All payment-related data handled within the integration must be protected against unauthorized access, exposure, and misuse. This includes data in transit, at rest, and during processing.

SPG provides mechanisms such as hosted payment flows and tokenization to minimize the exposure of sensitive data. The Merchant must use these mechanisms appropriately and enforce strict data handling controls across all systems.

Sensitive Data Handling

Sensitive payment data must be strictly controlled and minimized.

• Cardholder data (e.g., PAN, CVV) must:
  • Never be stored in Merchant systems
  • Never be logged or exposed in application logs
  • Only be handled through secure SPG mechanisms (e.g., hosted payment flows where data is captured directly by SPG)
• Sensitive fields must not be:
  • Returned to client applications
  • Included in error messages
  • Stored in intermediate systems

Where direct handling is required (e.g., server-to-server integrations), additional security controls must be applied to ensure compliance and protection.

Using hosted payment flows significantly reduces exposure by ensuring that payment details are processed directly by SPG.

Tokenization and Data Minimization

SPG supports tokenization, allowing the Merchant to operate on non-sensitive identifiers instead of raw payment data.

• Tokens must be used whenever possible for:
  • Recurring payments
  • Merchant-initiated transactions (MIT)
  • Subsequent operations on previously authorized payment methods
• Tokens:
  • Represent sensitive data without exposing the underlying payment information
  • Must be treated as sensitive identifiers
  • Must be securely stored and access-controlled

Token-based flows reduce the need to handle raw payment data and significantly lower the risk of data exposure.

Data Exposure in Logs and Monitoring

Operational systems must ensure that sensitive data is not exposed through logs, monitoring tools, or debugging mechanisms.

• Logs must:
  • Mask or exclude sensitive fields
  • Avoid storing full request/response payloads when unnecessary
• Monitoring systems must not expose:
  • Payment details
  • Authentication credentials
  • Token values in clear text

Debugging practices must be adapted to ensure that sensitive data is never inadvertently captured or persisted.

Where full payload inspection is required for troubleshooting, controlled and sanitized approaches must be used to avoid exposing sensitive data.

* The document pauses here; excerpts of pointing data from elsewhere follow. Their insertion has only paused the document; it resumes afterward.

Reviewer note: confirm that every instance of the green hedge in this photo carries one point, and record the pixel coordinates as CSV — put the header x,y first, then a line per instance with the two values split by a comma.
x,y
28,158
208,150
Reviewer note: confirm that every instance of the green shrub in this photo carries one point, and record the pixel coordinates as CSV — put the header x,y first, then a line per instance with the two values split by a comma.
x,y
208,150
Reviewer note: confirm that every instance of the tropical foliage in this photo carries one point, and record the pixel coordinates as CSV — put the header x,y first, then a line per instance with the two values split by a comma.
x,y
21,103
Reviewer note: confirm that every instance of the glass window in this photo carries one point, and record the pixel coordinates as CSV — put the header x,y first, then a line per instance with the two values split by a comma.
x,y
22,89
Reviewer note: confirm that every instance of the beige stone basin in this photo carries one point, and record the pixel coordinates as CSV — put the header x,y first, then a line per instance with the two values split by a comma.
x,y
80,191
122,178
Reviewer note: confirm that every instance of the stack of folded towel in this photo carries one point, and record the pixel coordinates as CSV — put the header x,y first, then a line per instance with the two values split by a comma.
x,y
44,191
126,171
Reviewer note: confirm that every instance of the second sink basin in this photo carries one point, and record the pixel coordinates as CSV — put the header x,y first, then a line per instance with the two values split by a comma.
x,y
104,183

For more information check F.5 Logging and Monitoring Best Practices

Data Handling Across Integration Flows

Different integration models introduce different levels of data exposure, depending on where payment data is collected and processed.

• Hosted payment flows:
  • Minimize data exposure by delegating sensitive data handling to SPG
• Server-to-server integrations:
  • Require stricter controls, as more data may transit through Merchant systems

Regardless of the integration model:

• Data must only be collected when strictly necessary
• Data must not be reused outside its intended purpose
• Systems must enforce strict separation between payment data and business data

Improper handling of data across flows may lead to increased attack surface and compliance risks.

For more information check B.4 Integration Models – Comparison and Criteria to Choose.

Security Enforcement

Data protection must be enforced consistently across all systems interacting with SPG.

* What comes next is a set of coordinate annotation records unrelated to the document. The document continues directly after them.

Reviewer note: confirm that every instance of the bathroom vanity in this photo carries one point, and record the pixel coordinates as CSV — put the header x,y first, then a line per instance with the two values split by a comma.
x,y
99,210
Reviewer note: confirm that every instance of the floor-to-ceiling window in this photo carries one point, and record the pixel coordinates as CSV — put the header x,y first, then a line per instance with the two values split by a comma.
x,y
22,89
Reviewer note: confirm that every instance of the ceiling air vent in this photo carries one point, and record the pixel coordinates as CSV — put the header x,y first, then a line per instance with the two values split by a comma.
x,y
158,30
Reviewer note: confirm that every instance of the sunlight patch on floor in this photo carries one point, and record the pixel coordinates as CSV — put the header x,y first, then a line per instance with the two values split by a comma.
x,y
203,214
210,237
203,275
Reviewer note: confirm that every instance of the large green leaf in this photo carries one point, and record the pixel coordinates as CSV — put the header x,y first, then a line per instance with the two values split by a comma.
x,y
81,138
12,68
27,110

The Merchant system must ensure that:

• Sensitive data is never stored, logged, or exposed unnecessarily
• Tokenization is used wherever applicable to reduce exposure
• Logs and monitoring systems do not leak confidential information
• Data access is strictly restricted to authorized components and contexts
• Data is handled only for its intended purpose and lifecycle

Failure to enforce proper data protection controls may result in unauthorized data access, regulatory exposure, and compromise of payment information.